The Principalities of Glantri
- Author: Bruce Heard
- Genre: Role-playing game
- Publisher: TSR
- Publication date: 1987
- Pages: 96

= The Principalities of Glantri =

Tabletop role-playing game supplement for Dungeons & Dragons

The Principalities of Glantri (product code GAZ3) is an accessory for the Basic Set edition of the Dungeons & Dragons fantasy role-playing game. It is part of the Gazetteer series of supplements for the Mystara campaign setting.

==Contents==
The Principalities of Glantri details Glantri, a land of magicians. The book includes sections on living in the city and what it is like at night.

The Gazetteer describes the nation's cultural and geographic background, adventures for Glantri, and its special features, including the fantasy city of Glantri City and variant magic systems. The nation's economy is explicitly developed in accordance with the dominion rules from the D&D Companion Set, and the nation's armed forces are also described in War Machine terms (the D&D Companion Set's mass-combat system). The origins, objectives, and main personalities of each aristocratic house and clan struggling for control of Glantri's Council of Princes are described, along with the number of votes it controls in the council. The book presents the city's assortment of guilds and brotherhoods, such as Beggar's Court, the Elven Liberation Front, the Free Fundamentalist Farmers, the Monster Handler's Syndicate, and the Thousand Fists of Khan, each with conflicting interests and political machinations. The Gazetteer offers an elaborate view of the magic-user's career, focusing on enrollment in the Glantrian School of Magic, which permits a magic-user character to learn new skills, like quick spell-casting and the ability to combine spells. The Gazetteer also provides player character (PC) spell-casting specialties: The Seven Secret Orders of the Great School of Magic are the Alchemists, Dracologists, Elementalists, Illusionists, Necromancers, Cryptomancers (runemasters), and Witches.

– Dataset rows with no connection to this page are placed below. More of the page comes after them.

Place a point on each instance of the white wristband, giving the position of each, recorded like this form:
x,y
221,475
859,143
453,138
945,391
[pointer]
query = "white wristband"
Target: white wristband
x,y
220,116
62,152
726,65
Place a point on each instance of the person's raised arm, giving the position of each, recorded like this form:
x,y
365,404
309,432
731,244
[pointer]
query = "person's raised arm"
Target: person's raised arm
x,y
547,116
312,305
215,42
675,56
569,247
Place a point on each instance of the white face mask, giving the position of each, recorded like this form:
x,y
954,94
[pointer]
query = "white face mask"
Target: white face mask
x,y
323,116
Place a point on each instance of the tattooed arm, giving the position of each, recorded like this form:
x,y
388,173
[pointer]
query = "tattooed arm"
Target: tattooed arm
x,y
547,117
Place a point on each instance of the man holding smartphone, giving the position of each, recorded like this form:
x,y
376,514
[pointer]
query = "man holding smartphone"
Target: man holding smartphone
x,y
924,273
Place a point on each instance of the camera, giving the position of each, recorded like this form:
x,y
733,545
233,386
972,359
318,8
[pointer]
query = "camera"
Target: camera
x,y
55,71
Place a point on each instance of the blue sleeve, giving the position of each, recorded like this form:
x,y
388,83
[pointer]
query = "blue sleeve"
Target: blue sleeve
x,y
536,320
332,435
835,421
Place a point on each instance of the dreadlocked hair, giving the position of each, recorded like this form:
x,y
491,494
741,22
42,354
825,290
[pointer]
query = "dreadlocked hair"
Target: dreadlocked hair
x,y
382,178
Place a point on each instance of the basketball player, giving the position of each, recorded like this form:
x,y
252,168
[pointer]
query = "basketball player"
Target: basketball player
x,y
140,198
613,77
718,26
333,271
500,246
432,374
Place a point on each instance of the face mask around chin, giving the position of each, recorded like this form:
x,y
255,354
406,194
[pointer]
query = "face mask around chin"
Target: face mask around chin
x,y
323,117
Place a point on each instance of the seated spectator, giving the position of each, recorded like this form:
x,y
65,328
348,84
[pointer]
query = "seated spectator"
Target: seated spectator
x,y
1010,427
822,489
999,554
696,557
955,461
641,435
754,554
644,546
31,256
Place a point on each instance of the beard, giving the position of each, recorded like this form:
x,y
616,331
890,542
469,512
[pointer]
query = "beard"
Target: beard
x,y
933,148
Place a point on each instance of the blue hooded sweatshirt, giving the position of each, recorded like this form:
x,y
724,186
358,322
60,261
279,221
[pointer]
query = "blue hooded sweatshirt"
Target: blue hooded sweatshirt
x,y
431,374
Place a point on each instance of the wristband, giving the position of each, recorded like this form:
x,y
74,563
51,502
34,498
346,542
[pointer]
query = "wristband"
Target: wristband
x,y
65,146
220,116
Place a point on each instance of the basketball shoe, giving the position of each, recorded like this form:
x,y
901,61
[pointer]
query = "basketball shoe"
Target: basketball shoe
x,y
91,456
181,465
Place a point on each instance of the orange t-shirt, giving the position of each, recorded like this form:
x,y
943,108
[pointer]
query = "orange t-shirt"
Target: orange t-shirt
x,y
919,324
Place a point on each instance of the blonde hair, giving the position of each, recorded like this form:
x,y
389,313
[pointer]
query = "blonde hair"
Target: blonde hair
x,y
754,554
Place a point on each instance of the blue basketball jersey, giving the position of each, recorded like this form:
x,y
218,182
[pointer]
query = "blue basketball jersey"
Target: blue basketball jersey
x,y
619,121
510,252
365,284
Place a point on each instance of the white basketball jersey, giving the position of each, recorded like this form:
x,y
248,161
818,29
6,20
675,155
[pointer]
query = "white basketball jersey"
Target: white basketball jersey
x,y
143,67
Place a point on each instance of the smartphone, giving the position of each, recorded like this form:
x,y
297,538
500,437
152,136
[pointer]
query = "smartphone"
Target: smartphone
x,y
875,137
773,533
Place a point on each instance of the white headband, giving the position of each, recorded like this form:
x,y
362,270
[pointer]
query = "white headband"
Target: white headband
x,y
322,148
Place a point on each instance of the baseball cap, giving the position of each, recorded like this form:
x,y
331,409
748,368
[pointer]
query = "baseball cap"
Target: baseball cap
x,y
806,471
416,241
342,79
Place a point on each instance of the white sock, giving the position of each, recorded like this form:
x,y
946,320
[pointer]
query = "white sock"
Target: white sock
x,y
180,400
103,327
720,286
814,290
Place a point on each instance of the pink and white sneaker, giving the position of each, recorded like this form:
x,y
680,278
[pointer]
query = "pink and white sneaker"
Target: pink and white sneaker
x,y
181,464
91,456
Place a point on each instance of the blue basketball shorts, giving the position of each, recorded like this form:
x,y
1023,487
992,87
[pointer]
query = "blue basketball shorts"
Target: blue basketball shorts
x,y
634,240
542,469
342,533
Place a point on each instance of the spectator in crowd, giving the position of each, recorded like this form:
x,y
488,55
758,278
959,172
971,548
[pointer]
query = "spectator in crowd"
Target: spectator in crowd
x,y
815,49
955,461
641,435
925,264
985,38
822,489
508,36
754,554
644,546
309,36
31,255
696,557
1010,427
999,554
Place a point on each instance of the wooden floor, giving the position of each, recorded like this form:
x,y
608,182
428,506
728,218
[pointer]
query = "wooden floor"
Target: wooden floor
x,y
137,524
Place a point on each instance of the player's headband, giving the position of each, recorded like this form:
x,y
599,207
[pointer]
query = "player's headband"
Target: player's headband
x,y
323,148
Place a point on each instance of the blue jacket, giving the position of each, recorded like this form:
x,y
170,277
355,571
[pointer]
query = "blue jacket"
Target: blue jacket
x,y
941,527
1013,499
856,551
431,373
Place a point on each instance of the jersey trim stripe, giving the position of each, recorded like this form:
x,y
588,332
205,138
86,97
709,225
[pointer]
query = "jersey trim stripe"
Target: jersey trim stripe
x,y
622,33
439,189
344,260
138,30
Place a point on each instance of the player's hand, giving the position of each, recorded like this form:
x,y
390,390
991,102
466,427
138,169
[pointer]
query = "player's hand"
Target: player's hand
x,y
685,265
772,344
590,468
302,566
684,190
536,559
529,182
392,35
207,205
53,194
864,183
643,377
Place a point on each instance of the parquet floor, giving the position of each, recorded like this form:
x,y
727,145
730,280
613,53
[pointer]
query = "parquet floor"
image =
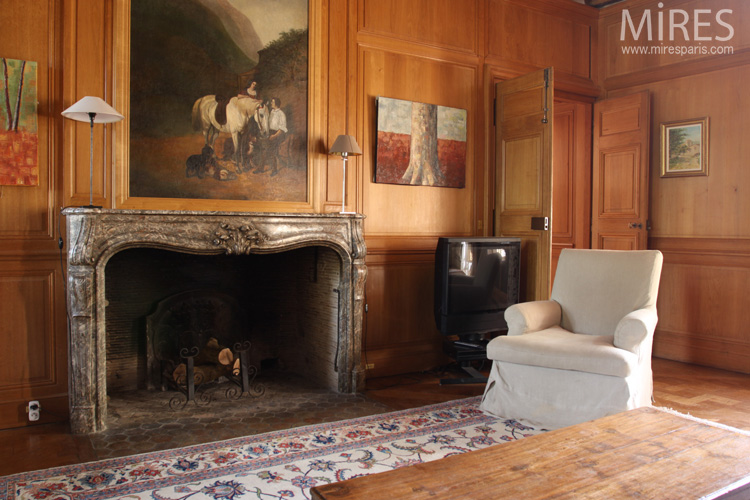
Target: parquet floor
x,y
703,392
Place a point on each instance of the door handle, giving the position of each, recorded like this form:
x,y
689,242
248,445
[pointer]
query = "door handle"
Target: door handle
x,y
540,223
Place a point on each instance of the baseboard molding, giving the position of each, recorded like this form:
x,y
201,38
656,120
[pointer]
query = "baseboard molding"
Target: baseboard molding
x,y
53,409
402,359
689,347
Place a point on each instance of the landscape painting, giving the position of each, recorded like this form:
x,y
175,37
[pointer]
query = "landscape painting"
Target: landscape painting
x,y
218,99
19,140
685,148
420,144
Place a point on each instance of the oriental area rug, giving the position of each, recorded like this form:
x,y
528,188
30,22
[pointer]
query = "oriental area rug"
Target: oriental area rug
x,y
277,465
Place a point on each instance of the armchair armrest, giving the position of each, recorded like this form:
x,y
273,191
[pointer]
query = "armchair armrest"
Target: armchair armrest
x,y
528,317
635,328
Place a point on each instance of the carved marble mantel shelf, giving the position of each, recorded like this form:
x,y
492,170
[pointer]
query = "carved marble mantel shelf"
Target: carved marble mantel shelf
x,y
95,235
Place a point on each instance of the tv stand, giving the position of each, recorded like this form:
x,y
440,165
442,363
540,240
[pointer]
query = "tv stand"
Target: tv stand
x,y
467,348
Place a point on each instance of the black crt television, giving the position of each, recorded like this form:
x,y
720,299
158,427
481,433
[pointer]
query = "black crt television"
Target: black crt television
x,y
476,280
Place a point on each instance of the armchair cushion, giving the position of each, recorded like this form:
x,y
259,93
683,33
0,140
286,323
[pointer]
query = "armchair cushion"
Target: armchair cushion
x,y
597,288
560,349
532,316
634,329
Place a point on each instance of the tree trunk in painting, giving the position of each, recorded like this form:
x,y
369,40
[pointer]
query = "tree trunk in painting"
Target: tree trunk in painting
x,y
423,161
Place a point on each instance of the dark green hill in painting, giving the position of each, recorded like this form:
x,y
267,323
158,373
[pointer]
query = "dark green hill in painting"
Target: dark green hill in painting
x,y
179,51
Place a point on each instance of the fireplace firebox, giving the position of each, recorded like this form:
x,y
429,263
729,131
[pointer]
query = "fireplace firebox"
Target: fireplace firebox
x,y
331,349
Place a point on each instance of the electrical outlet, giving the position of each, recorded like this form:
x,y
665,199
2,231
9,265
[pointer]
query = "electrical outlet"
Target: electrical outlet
x,y
34,410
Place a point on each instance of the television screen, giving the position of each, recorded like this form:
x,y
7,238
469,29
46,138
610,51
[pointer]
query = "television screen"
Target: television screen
x,y
476,279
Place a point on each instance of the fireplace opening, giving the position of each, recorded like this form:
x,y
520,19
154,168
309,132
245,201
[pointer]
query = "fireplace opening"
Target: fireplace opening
x,y
285,304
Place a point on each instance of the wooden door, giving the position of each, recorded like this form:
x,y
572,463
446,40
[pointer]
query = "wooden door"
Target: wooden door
x,y
523,162
619,195
571,177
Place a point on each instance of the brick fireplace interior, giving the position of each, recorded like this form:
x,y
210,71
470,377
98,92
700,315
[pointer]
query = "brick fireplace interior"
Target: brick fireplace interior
x,y
289,300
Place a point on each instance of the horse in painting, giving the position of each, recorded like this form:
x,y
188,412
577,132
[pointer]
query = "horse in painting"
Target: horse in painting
x,y
239,112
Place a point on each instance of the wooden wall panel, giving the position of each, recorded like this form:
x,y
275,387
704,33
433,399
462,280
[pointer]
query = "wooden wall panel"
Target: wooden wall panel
x,y
703,313
34,343
424,21
699,223
30,32
709,206
542,34
415,210
89,73
400,331
33,335
628,61
571,178
434,51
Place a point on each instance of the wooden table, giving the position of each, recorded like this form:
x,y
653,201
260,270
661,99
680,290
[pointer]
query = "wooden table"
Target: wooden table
x,y
643,453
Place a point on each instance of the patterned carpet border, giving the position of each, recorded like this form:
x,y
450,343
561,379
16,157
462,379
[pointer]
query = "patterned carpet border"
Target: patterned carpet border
x,y
280,464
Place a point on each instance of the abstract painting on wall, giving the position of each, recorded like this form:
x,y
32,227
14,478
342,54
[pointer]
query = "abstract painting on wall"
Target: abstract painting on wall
x,y
218,99
19,164
420,144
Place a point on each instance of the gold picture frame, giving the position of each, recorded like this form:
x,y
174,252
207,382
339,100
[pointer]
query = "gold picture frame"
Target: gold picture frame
x,y
684,148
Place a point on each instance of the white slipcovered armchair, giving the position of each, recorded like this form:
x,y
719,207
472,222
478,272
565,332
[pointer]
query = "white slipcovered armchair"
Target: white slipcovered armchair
x,y
584,354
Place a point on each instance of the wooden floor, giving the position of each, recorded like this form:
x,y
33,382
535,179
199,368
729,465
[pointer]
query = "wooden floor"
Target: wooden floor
x,y
641,453
707,393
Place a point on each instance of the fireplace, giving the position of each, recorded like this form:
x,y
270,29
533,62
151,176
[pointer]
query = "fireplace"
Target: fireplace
x,y
322,257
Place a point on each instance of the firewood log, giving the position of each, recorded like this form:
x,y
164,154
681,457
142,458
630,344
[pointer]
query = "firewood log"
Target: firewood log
x,y
201,373
214,353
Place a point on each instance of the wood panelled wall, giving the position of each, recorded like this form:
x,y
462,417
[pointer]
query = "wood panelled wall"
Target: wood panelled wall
x,y
447,52
33,338
701,224
451,53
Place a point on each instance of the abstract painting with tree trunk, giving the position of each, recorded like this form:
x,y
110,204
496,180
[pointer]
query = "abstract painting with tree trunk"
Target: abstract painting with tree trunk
x,y
420,144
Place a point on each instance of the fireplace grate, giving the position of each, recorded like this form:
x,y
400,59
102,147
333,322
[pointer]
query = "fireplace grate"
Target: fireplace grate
x,y
187,339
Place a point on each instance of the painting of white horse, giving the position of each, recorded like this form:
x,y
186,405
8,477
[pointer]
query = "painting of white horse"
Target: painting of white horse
x,y
198,123
234,121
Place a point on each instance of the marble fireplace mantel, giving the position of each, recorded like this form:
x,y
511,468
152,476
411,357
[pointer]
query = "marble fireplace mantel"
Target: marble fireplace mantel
x,y
94,235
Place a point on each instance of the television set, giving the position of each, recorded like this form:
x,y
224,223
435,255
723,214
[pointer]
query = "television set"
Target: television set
x,y
476,280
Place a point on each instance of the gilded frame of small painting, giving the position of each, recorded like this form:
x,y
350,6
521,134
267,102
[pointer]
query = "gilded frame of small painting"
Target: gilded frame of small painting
x,y
684,148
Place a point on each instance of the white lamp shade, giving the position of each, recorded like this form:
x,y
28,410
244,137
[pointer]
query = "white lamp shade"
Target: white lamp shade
x,y
103,112
345,144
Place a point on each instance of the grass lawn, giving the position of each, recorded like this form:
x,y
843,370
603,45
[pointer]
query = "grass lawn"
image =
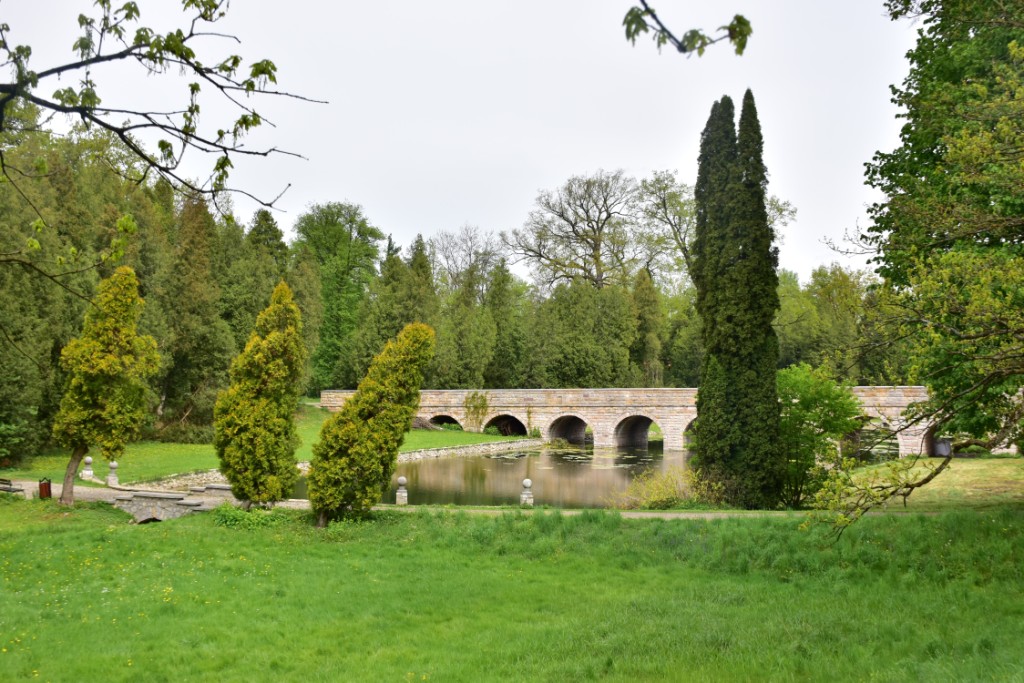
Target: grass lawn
x,y
147,461
969,483
456,597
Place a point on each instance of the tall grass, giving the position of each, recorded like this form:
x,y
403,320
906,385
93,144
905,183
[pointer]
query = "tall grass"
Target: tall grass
x,y
441,596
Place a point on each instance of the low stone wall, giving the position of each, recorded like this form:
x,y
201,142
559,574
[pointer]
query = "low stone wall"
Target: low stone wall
x,y
474,450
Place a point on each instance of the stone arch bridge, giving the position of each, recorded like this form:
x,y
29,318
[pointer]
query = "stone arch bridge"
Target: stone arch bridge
x,y
621,417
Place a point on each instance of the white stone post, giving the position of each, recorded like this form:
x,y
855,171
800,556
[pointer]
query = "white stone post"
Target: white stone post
x,y
526,497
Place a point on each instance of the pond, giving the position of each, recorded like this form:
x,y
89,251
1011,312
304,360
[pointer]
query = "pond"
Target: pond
x,y
574,477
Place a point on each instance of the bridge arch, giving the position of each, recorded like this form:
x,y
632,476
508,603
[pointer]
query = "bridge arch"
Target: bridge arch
x,y
508,425
572,428
441,420
633,430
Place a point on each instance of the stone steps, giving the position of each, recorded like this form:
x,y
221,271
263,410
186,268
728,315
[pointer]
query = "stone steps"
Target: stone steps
x,y
157,505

Also provided are twenty suggested scenario ideas tied to distinctive features of the Glantrian campaign, including a four-page "graduation test"—a complete dungeon adventure designed to test magic-users hoping to graduate from the Great School of Magic. The 22" x 34" map is printed in color on both sides; one side is a political/terrain hex map of Glantri, with insets of two villages and an army camp, while the reverse is a map of Glantri City and its waterways. The map keys and building labels are not on the maps, so they can be shared with the players.

==Publication history==
GAZ3 The Principalities of Glantri was written by Bruce Heard, with a cover by Clyde Caldwell and interior illustrations by Stephen Fabian, and was published by TSR in 1987 as a ninety-six page booklet with a large color map and an outer folder.
Karen Martin and Aaron Allston edited the book, and the graphic design and cartography was done by Dave Sutherland, Dennis Kauth, and Ron Kauth. While working for TSR, Heard arranged a freelance arrangement with them to write the Gazetteer, requesting to do a ninety-six page project because he felt that sixty-four pages would not be enough to detail the setting.

The Principalities of Glantri was the third in a series of Gazetteer books, each of which treats one nation or empire of the D&D game's Known World; it was preceded by GAZ1 The Grand Duchy of Karameikos and GAZ2 The Emirates of Ylaruam.

==Reception==
Ken Rolston reviewed The Principalities of Glantri for Dragon magazine #129 (January 1988). Rolston called Glantri "Quite an unusual D&D game setting", as it is a nation run by an aristocracy of magic-users, numbered among them disguised lycanthropes, vampires, necromancers, liches, and Immortals; and "a nation where religion is prohibited, and where being a cleric is a capital offense". Rolston commented that "Glantri City is the best-developed AD&D or D&D game city" he had seen, with the exception of Lankhmar as presented in TSR's Lankhmar: City of Adventure, noting that his favorite part is the similarity to Venice: "Glantri City has canals rather than streets, and travel is by bridge, gondola, or private boat". He also felt that the setting was visually "one of the nicest things from TSR in a long time", with its color map and the interior illustrations by Stephen Fabian, which Rolston called "strikingly ornamented and full of character". He concluded that "The Principalities of Glantri is well-written, nicely presented, and full of nifty and original suggestions for running a campaign in a land ruled by magic-users. There are plenty of ideas, tones, and themes to choose from, with a refreshingly flexible and spontaneous attitude toward introducing new rules and offbeat ideas." Rolston felt that the source of its greatest strengths was the focus on magic-users, although he ceded that dungeon masters (DMs) may hesitate to run a campaign in a setting where clerics are illegal but can be played covertly. He also felt that most of the ideas, characters, and settings could be used for the AD&D game, and that "no AD&D game supplement offers such a rich development of the role of the magic-user".